Shooting Heroin is a 2019 American action thriller drama film written and directed by Spencer T. Folmar and starring Alan Powell, Sherilyn Fenn, Cathy Moriarty, Nicholas Turturro, Garry Pastore, Lawrence Hilton Jacobs, Rachel Hendrix, Ola Ray and Brian O'Halloran.

==Cast==
- Sherilyn Fenn as Hazel
- Alan Powell as Adam
- Garry Pastore as Officer Jerry
- Nicholas Turturro as Reverend John
- Cathy Moriarty as Beth
- Lawrence Hilton Jacobs as Edward
- Daniella Mason as Cheyenne
- Rachel Hendrix as Brittany
- Ola Ray as Helen
- Brian O'Halloran as Logan

==Release==
The film premiered at the Rowland Theater in October 2019. Then it was released on April 3, 2020.

==Reception==
The film has a 61% rating on Rotten Tomatoes based on eighteen reviews.

Frank Scheck of The Hollywood Reporter gave the film a negative review and wrote, "America’s opioid crisis would seem too dire a subject to receive shallow cinematic treatment. So it’s ironic, then, that Spencer T. Folmar’s thriller suffers from not quite being exploitative enough."

Owen Gleiberman of Variety gave the film a positive review and wrote, "Shooting Heroin gives the emotions of vengeance a minor workout, only to come out the other side of them. The film argues, in theory, for a richer understanding of the problem."

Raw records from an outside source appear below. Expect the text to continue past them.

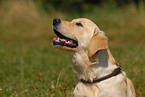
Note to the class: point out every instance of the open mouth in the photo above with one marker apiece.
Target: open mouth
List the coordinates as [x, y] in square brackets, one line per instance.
[64, 41]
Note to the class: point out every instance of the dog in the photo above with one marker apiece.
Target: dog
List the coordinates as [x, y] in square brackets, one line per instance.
[96, 69]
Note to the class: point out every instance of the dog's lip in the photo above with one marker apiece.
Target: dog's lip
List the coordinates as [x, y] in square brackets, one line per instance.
[63, 40]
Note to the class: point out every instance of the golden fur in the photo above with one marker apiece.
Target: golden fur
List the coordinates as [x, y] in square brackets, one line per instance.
[93, 59]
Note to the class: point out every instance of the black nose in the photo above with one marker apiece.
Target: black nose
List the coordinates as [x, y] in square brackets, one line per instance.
[56, 21]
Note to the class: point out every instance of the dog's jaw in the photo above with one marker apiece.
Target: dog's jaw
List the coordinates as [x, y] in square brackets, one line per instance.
[85, 69]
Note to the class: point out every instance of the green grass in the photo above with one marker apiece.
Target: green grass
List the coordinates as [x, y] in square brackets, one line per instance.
[31, 67]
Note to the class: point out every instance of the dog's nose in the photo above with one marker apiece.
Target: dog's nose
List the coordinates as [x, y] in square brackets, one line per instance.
[56, 21]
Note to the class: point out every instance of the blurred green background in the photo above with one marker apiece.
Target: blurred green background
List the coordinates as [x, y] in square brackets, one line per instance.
[31, 67]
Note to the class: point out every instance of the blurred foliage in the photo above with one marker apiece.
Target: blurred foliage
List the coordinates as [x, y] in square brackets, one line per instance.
[84, 5]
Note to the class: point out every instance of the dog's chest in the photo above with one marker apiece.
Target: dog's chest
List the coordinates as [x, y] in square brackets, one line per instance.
[80, 59]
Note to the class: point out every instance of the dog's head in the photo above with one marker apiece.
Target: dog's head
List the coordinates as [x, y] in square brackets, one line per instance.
[79, 34]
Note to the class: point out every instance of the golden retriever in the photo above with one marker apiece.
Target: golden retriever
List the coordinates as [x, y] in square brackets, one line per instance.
[92, 59]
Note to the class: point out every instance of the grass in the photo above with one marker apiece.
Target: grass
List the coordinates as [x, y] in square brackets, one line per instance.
[30, 66]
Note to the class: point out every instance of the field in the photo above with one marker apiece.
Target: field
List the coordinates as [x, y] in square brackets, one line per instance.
[31, 67]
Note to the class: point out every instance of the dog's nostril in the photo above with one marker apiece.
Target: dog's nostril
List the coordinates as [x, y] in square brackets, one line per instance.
[56, 21]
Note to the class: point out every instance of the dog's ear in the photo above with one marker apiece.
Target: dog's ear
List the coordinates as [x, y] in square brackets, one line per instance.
[98, 42]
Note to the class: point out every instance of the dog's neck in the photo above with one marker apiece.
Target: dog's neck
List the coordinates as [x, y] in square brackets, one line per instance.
[101, 64]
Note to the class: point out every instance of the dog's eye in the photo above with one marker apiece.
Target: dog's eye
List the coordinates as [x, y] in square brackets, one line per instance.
[79, 24]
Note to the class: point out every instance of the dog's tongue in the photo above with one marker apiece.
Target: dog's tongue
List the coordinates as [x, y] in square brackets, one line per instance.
[65, 41]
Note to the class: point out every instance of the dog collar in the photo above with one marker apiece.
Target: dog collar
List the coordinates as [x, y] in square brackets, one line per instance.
[115, 72]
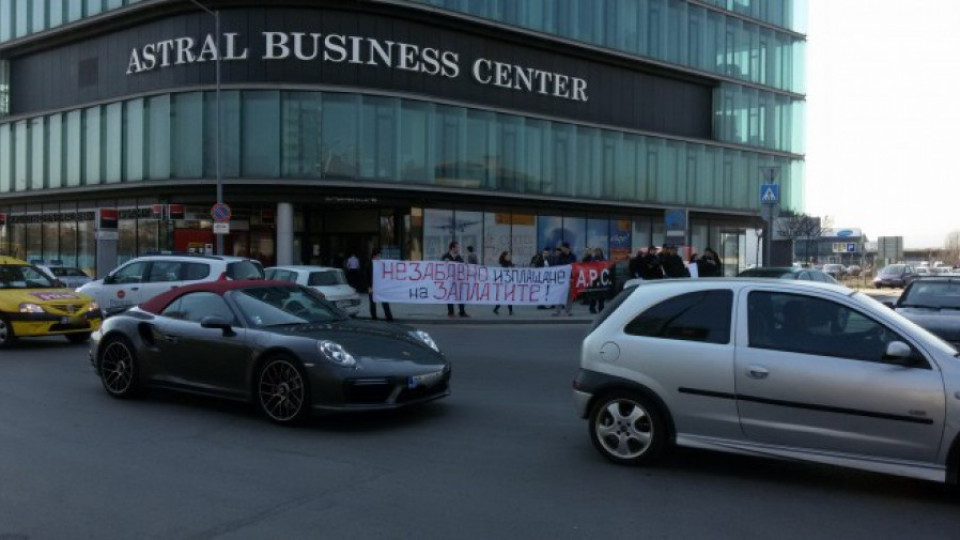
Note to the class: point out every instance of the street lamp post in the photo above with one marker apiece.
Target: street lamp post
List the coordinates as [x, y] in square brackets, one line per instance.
[216, 17]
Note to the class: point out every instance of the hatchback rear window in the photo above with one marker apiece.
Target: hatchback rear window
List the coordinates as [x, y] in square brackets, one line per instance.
[241, 270]
[328, 277]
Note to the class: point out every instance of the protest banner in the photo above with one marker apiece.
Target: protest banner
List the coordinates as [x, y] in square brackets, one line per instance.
[444, 282]
[591, 278]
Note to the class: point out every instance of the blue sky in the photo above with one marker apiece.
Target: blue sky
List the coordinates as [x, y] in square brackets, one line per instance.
[883, 117]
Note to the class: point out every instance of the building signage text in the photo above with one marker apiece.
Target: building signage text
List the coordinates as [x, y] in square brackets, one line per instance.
[360, 51]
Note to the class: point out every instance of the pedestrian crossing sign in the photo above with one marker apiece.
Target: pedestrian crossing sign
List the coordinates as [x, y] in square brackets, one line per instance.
[769, 193]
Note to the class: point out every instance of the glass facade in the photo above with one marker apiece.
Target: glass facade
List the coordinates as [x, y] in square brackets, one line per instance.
[19, 18]
[322, 135]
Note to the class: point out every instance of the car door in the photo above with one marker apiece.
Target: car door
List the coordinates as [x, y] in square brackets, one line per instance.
[811, 374]
[683, 348]
[197, 356]
[122, 288]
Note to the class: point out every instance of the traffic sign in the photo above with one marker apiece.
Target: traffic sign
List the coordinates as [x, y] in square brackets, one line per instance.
[769, 193]
[221, 213]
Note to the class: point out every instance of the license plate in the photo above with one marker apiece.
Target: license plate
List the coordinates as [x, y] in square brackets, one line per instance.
[428, 379]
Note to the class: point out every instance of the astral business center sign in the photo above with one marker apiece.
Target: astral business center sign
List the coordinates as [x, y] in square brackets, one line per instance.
[321, 50]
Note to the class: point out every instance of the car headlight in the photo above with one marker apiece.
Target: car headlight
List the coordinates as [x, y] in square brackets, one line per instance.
[425, 337]
[30, 308]
[335, 353]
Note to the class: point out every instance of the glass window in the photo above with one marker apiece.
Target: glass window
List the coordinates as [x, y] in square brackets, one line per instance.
[131, 273]
[93, 147]
[194, 307]
[133, 138]
[162, 271]
[261, 134]
[158, 133]
[699, 316]
[808, 325]
[113, 150]
[340, 135]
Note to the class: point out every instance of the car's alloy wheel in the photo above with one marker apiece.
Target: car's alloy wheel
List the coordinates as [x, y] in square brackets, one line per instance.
[118, 368]
[627, 429]
[6, 334]
[282, 391]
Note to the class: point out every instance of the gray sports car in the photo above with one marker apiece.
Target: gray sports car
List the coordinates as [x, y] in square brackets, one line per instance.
[276, 344]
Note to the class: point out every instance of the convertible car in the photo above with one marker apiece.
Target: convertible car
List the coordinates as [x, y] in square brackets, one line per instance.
[276, 344]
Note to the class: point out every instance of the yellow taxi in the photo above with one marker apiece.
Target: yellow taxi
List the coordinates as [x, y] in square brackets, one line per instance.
[33, 304]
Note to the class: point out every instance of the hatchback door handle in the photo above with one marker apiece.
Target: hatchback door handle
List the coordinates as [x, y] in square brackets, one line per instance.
[757, 372]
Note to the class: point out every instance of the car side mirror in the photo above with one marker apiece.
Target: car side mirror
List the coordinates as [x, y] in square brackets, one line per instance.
[899, 353]
[212, 321]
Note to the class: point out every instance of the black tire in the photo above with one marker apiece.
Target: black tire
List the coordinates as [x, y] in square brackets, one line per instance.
[82, 337]
[7, 337]
[282, 390]
[119, 368]
[627, 428]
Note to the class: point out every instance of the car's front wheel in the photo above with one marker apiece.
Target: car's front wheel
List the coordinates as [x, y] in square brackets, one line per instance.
[7, 336]
[119, 370]
[282, 391]
[628, 428]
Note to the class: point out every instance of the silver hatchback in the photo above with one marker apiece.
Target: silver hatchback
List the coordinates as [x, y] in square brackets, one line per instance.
[783, 369]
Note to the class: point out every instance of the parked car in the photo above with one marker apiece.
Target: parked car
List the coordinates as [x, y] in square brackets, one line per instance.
[145, 277]
[330, 282]
[788, 272]
[934, 304]
[895, 275]
[776, 368]
[276, 344]
[836, 271]
[70, 276]
[32, 304]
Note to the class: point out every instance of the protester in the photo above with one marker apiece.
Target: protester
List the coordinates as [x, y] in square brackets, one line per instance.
[597, 301]
[672, 263]
[368, 278]
[453, 255]
[565, 257]
[506, 262]
[651, 267]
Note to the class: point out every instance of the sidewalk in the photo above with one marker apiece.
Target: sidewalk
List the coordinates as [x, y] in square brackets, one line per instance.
[478, 314]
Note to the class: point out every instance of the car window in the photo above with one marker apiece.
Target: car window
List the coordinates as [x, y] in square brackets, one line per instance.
[194, 271]
[241, 270]
[326, 277]
[161, 271]
[194, 307]
[131, 273]
[281, 305]
[810, 325]
[699, 316]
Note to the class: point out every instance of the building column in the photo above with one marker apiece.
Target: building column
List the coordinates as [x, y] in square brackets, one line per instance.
[284, 234]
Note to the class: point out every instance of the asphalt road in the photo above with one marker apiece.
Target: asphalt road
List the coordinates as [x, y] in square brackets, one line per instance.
[504, 457]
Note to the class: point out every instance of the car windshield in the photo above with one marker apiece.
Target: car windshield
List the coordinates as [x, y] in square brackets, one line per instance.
[283, 305]
[327, 277]
[13, 276]
[769, 273]
[932, 294]
[242, 270]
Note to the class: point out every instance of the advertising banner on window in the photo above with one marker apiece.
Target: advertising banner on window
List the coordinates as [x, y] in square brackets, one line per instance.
[441, 282]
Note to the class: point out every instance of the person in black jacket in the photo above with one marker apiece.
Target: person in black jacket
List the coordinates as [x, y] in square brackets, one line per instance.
[506, 262]
[453, 255]
[673, 266]
[368, 279]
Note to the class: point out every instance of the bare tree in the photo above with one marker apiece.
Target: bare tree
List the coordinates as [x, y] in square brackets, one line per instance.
[800, 227]
[952, 248]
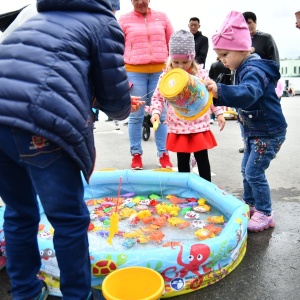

Alan Ng of Film Threat rated the film a 7 out of 10 and wrote, "Shooting Heroin is a good story and a good movie with the best of intentions."

Carlos Aguilar of the Los Angeles Times gave the film a positive review and wrote, “ However, it never resorts to exploitative images in order to sear its point with gruesomeness, and that’s commendable.”